La pratique n'aurait jamais cessé dans le petit village. Depuis le début de l'année, deux cadavres de félins ont été découverts, dont le dernier le jeudi 29 avril. « Et il doit y en avoir d'autres », regrette Jean-Claude Toison.
En pleine période d'amours félines, les chats non stérilisés divaguent pour trouver un partenaire. Les gestes malveillants augmentent aussi.
Aucune autopsie n'a été pratiquée pour déterminer le produit utilisé dans les deux cas. Mais pour le nouvel enquêteur de la fondation Brigitte Bardot, les stigmates de la mort parlent d'eux-mêmes : « Ils ont de la bave dans la gueule », confie-t-il.
Le témoignage de l'habitant de Viffort, membre de l'association de défense des animaux, depuis un an, n'est pas anodin : « Nous voulons que ces agissements cessent.
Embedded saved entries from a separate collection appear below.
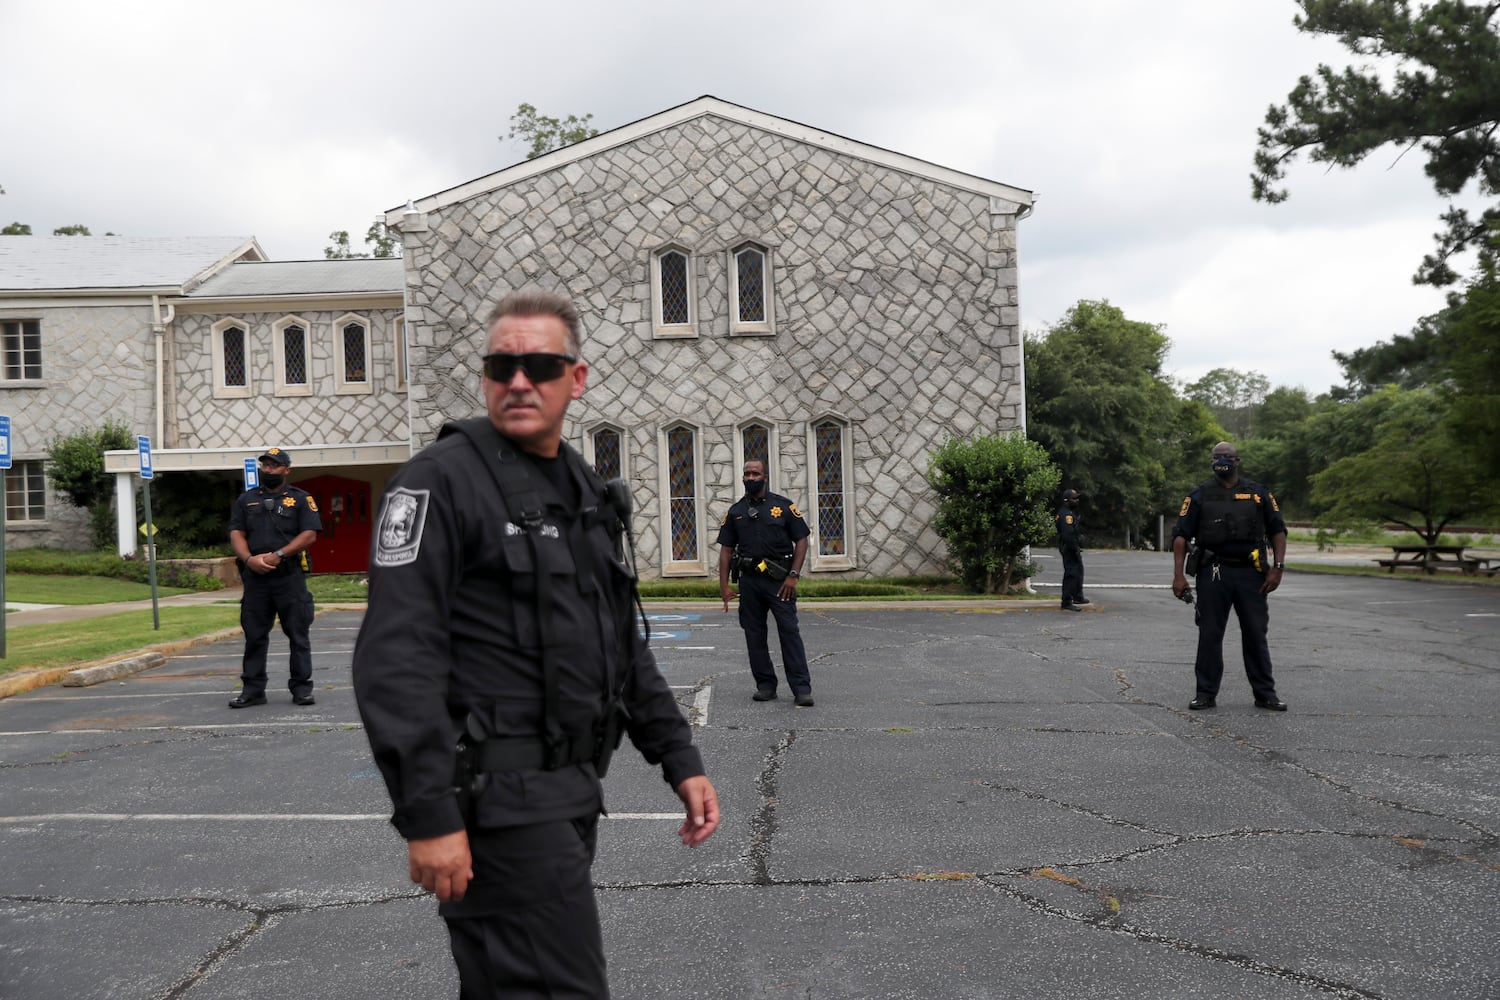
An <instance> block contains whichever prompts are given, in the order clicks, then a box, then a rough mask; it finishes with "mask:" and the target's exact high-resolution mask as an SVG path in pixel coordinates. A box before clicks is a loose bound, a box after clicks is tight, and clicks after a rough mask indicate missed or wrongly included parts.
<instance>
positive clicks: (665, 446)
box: [657, 420, 708, 576]
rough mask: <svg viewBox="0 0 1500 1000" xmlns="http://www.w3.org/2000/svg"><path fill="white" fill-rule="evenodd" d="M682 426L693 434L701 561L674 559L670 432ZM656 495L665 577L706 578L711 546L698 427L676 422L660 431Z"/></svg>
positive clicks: (697, 528) (701, 454) (661, 572)
mask: <svg viewBox="0 0 1500 1000" xmlns="http://www.w3.org/2000/svg"><path fill="white" fill-rule="evenodd" d="M678 427H682V429H685V430H691V432H693V484H694V487H693V489H694V496H693V504H694V511H696V514H694V520H696V523H697V559H696V561H688V559H673V558H672V453H670V451H669V450H667V433H669V432H672V430H676V429H678ZM657 453H658V454H660V456H661V460H660V462H658V463H657V496H658V498H660V504H658V517H660V522H658V523H660V525H661V531H660V540H658V541H660V546H661V576H705V574H706V573H708V544H706V534H705V531H703V529H705V523H703V514H705V508H703V429H702V427H699V426H697V424H691V423H687V421H685V420H676V421H672V423H670V424H667V426H664V427H661V430H660V432H657Z"/></svg>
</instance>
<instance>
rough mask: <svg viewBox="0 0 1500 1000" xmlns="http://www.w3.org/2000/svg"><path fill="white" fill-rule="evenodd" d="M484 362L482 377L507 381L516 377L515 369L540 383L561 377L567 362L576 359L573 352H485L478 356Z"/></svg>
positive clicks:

Si cela continue, nous n'hésiterons pas à déposer plainte et nous ferons tout pour trouver les responsables. »
Délit puni de deux ans de prison
Une procédure loin d'être légère. Jean-Claude Toison prévient : « Le code pénal prévoit une peine de deux ans emprisonnement et de 30 000 euros contre l'auteur de tout acte de maltraitance envers animaux. »
L'homme a tenté de retrouver la famille de l'animal, en vain. Personne ne le réclame dans son village. « C'est malheureux, aujourd'hui les gens vivent refermés sur eux-mêmes. » Pourtant, le chat retrouvé mort dans le chemin doit bien manquer à quelqu'un.
Heureusement, le rôle d'enquêteur ne se cantonne pas seulement à ces affaires de maltraitance. « Nous visitons aussi les familles qui ont adopté des chiens ou des chats en refuge. C'est beaucoup plus agréable », convient Jean-Claude Toison. Cet amoureux des animaux possède, lui-même, deux chats et deux chiens.